Trello manages these upgrades by awarding ‘Power-Ups’, which users activate to considerably extend Trello’s functionality. These power-ups deal with everything from data analytics to sales, UX features and lots more. The basic subscription only includes one power-up, so use it sparingly!

Activating power-ups also has ancillary benefits, one of which is the ability to upgrade file sizes and attachments from 10MB to 250MB. Whilst a 10MB file size limit might seem like a large concession, it rarely hampers a company’s ability to complete a project unless it’s a large, complex task.

One major downside of the free plan is the inability to control granular user permissions, such as restricting read/write access to certain areas of a project. These may seem like fairly innocuous features, but for projects featuring work in the public, financial, healthcare and security sectors it’s often an essential part of a tender.

Asana

Where Trello has admirable functionality out of the box, Asana, on the other hand, limits the use of most of its useful features to its premium subscription plan, and it’s not exactly cheap. Pricing begins at $13.49 a month. This puts Asana above almost all other project management applications out there.

Asana’s free plan is generous for teams of up to 15 members. However, it doesn’t come with the timeline view. Also, while the free plan comes with unlimited projects, there’s a limit to the number of tasks you can create.

Asana’s marquee team management features such as the aforementioned workload management and linear milestone management all cost money. For these two features, the price increases to $30.49 per month. Also, priority technical support and many of Asana’s data export features are only available in the enterprise plan – a hidden price that is negotiated directly with Asana’s sales team (an unpopular facet of the software on online project management forums).

Winner: Trello

Which Is Best For You, Trello Or Asana?

In the Trello vs. Asana debate, it’s impossible to offer a judgement on whether a business should choose one application over another, without knowing the specifics of how a business operates and how large their projects are.
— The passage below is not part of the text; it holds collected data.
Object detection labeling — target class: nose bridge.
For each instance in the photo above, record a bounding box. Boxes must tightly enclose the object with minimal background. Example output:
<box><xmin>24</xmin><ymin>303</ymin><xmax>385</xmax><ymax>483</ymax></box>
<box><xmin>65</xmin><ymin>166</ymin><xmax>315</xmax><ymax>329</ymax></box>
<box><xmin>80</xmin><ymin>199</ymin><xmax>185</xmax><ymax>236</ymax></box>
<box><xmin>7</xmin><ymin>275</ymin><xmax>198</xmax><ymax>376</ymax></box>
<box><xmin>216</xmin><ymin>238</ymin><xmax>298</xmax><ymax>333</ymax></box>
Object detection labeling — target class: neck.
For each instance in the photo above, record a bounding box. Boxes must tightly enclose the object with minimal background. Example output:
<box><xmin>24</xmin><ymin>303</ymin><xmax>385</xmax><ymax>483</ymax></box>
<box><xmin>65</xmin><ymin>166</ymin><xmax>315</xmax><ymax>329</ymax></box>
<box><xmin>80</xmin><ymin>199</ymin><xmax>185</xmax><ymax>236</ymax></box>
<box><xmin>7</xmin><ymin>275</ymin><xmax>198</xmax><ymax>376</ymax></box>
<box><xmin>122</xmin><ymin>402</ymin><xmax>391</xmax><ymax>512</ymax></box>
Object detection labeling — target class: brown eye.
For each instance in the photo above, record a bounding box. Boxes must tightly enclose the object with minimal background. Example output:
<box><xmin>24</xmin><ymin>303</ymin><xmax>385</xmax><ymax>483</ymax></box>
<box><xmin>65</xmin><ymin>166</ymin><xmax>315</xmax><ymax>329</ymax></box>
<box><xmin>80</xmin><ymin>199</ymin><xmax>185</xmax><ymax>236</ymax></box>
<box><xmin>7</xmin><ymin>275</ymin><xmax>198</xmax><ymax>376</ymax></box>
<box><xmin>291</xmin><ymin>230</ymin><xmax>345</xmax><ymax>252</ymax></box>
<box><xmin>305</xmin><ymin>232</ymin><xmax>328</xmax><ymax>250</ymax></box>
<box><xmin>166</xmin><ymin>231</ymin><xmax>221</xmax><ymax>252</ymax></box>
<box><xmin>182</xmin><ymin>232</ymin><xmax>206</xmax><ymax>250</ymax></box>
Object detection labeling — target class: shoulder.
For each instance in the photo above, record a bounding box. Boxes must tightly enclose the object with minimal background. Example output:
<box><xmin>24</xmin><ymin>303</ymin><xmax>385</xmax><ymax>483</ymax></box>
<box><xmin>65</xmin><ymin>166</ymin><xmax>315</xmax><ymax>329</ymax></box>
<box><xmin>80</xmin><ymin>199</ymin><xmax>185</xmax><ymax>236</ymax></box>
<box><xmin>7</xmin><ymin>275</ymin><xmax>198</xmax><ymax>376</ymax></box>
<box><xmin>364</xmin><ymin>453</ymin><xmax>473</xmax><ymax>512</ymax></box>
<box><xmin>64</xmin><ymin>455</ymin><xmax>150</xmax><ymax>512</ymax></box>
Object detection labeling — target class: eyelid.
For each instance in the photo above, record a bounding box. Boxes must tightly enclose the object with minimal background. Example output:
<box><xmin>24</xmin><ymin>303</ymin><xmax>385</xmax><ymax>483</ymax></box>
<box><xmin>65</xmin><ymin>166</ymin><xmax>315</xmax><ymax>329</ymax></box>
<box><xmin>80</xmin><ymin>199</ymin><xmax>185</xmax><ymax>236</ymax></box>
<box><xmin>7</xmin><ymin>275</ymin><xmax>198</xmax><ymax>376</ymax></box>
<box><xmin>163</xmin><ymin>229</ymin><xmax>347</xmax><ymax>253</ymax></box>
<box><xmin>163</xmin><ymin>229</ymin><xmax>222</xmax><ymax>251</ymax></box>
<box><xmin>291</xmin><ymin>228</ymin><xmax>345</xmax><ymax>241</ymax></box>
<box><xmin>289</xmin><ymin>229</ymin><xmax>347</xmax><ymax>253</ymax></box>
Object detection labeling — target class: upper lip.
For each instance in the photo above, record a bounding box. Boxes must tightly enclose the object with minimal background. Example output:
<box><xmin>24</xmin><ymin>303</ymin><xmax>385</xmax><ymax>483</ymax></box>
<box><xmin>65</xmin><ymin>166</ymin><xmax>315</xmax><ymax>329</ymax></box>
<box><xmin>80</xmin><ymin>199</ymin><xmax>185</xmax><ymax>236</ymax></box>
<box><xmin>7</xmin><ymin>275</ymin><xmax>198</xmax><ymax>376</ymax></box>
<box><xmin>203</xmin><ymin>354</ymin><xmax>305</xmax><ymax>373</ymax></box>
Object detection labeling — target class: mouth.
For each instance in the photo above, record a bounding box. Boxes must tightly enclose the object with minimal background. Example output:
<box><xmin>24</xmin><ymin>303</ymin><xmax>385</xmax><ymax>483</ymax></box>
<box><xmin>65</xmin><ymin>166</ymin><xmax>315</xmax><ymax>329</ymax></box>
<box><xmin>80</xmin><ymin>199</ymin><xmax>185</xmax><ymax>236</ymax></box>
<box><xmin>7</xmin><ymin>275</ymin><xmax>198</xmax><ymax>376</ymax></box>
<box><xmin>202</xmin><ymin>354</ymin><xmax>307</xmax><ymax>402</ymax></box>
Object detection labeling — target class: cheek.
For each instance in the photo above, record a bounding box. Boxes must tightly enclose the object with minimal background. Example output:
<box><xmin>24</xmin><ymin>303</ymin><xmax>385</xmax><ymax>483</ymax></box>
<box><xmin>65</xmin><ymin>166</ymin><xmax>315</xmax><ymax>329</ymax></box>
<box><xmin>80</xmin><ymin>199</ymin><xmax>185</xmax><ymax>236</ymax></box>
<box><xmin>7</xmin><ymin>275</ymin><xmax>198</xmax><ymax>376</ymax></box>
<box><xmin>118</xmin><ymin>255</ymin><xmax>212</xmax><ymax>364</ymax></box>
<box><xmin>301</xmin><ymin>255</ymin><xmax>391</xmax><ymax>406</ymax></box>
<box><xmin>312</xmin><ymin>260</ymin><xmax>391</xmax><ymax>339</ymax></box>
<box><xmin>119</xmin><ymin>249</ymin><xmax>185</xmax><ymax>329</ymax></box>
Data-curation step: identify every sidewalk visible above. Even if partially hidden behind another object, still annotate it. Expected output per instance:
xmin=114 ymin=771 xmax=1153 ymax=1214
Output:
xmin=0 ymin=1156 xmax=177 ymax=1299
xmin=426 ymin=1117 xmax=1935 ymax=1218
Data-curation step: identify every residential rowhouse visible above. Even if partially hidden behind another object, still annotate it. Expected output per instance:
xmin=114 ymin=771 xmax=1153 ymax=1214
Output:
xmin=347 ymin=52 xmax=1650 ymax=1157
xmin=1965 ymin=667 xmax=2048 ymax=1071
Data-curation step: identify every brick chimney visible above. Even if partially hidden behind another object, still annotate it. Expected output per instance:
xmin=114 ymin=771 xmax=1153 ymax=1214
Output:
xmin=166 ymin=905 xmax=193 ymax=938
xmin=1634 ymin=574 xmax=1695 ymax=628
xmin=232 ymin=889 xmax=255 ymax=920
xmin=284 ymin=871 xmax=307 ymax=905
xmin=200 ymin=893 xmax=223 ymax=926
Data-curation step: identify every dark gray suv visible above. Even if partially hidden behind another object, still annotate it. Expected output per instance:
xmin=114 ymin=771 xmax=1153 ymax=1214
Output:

Trello is the demonstrably better option for micro and/or small businesses for up to approximately 5 employees. The basic plan generally offers most end-to-end features that these organisations require to deliver projects on time and on budget. Its minimalist appearance is designed to offer users a simplistic approach to project management that does away with unnecessary features and relies on intuitive drag-and-drop functionality to build familiarity with its UX and speed up tasks.

Asana, on the other hand, comes into its own when the need for multi-team or multi-site working arises, at the expense of cost and the time it takes to become fully conversant with all its features. The enterprise subscription package is the most comprehensive hosted task/project management application available in the world, and it’s hard to see why large organisations would choose anything else when tackling marquee projects.

In terms of overall functionality, Asana comes out as a comfortable winner, but choosing a business tool isn’t about the blanket number of features it can offer. It’s often a fine balance between affordability and functionality.